Réquiem para Ronit Elkabetz

Por Neusa Barbosa em 19/04/2016
Num ano que está se mostrando particularmente sinistro, inclusive em perdas de artistas, mais uma tristeza: morreu hoje, com apenas 51 anos, a extraordinária atriz israelense Ronit Elkabetz. Tinha apenas 51 anos e foi vítima de câncer.
 
Ronit estrelou e co-dirigiu (com seu irmão, Shlomi) um dos melhores filmes lançados no Brasil no ano passado, o drama O julgamento de Viviane Amsalem – que pode ser conferido, em DVD, TVs a cabo e outros meios.
Trata-se de um retrato contundente do pesadelo a que uma mulher é submetida em Israel apenas por querer divorciar-se, já que ali inexistem tribunais civis para isto.
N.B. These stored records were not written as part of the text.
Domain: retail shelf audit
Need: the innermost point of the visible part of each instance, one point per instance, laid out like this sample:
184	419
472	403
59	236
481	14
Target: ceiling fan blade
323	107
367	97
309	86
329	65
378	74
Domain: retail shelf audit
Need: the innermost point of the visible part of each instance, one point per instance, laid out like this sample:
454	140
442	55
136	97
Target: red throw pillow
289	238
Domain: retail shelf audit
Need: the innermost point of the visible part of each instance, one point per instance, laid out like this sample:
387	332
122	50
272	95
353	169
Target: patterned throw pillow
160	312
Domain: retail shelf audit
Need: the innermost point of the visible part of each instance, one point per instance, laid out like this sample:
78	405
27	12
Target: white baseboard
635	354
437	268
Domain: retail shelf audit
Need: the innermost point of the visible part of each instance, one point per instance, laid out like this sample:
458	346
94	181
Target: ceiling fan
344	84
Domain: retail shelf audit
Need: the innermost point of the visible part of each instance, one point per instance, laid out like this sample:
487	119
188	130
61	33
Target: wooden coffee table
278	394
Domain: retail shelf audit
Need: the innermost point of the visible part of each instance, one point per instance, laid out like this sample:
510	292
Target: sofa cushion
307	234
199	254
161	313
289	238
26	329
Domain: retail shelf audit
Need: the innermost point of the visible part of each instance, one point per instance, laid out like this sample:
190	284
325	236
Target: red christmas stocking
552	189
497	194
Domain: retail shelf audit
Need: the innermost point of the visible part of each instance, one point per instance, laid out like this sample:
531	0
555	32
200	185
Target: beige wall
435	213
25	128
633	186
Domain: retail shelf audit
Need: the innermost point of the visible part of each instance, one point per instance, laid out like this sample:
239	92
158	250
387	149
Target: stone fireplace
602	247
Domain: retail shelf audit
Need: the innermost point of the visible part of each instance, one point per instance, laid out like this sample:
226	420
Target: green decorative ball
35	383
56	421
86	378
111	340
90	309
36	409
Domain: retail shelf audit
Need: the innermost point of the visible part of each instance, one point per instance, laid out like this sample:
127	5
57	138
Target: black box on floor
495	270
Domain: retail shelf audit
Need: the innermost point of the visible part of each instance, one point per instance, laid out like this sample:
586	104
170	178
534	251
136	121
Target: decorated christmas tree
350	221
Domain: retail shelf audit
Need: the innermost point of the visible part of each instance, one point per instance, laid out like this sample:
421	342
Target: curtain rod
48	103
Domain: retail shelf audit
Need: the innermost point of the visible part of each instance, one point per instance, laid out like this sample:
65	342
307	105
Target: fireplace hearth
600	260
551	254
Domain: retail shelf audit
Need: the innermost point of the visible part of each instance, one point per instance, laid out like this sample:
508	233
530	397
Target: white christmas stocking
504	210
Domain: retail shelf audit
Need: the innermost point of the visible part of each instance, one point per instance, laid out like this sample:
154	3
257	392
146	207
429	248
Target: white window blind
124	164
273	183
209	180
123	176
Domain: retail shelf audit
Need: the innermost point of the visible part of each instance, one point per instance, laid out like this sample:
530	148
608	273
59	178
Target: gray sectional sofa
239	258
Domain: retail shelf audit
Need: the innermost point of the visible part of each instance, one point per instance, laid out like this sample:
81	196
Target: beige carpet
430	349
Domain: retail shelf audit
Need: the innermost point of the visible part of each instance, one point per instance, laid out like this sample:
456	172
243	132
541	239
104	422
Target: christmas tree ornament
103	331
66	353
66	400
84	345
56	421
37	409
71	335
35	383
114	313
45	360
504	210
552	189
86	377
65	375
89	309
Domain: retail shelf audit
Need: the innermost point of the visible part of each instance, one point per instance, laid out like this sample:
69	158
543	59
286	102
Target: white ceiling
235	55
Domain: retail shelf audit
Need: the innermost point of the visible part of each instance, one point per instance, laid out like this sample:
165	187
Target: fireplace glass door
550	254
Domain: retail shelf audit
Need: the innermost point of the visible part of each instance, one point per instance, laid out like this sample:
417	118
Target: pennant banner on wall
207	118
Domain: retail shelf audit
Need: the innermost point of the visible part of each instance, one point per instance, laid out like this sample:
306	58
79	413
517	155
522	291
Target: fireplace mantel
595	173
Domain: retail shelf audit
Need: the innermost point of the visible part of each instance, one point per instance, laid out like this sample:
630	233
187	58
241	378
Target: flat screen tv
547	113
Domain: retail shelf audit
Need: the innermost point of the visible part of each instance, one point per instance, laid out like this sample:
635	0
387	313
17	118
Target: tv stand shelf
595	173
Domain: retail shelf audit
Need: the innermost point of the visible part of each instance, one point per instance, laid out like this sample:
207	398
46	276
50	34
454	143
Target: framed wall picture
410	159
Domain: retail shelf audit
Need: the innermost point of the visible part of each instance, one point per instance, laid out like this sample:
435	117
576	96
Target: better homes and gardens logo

Ou seja, são juízes religiosos, ultraconservadores e machistas que comandam o espetáculo, tentando obrigar Viviane (Ronit) a simplesmente render-se e voltar a viver com o marido (Simon Abkarian), que malandramente lhe nega o divórcio.
 
Nada mais eloquente para ilustrar a inacreditável sobrevivência de um sistema incrivelmente arcaico e opressor, que reafirma o poder messiânico dos juízes, dos tribunais e dos costumes, quando se recusam a acompanhar o movimento do mundo, a pluralidade da realidade. Uma amostra, também, de como a lei e a religião, ainda mais em conjunto, funcionam como instrumentos de dominação. E o trabalho de Ronit é, no mínimo, dilacerante. Não percam.